5) In comparing US corporations’ statutory taxes to those in other OECD coutnries, it takes into accout state and local corporate taxation (average) rates. But note that the US has primarily corporate income taxes, while OECD countries may have a host of other taxes, including in most cases a substantial value-added tax system (VAT). The report doesn’t bring that tax into the comparison. As a result, its comparison is again meaningless, because it isn’t really comparing the overall tax burden to determine whether the US corporations are in fact paying tax haven rates or being stymied in competition.

6) And of course, these corporate excusers provide only the slimmest of rationales for asserting that the US is aided by improving the competitiveness of MNEs in other countries–usually along the lines that helping them invest more abroad will also have a spillover effect in terms of more investment here.
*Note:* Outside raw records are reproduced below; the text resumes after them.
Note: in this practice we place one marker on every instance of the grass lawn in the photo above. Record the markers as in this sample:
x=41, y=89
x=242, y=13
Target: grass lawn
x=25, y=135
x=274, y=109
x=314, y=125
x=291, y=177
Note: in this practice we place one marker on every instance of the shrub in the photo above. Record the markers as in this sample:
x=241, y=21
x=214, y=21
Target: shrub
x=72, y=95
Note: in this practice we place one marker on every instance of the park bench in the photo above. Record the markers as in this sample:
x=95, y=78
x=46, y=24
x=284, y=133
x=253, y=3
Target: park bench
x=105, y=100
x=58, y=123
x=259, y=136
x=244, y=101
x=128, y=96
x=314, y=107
Actually if we help them succeed there by reducing taxes here, we are cutting off our noses to spite our face, since they will move operations there and do less here. We’d be much better off using that money to fund education and basic scientific research that can improve our quallity of life and give us new things to manufacture!

As usual with the AEI, the ideological agenda has resulted in a report that primarily serves a propaganda purpose. I’d say that it isn’t US corporate taxes that get an F, but rather this AEI report!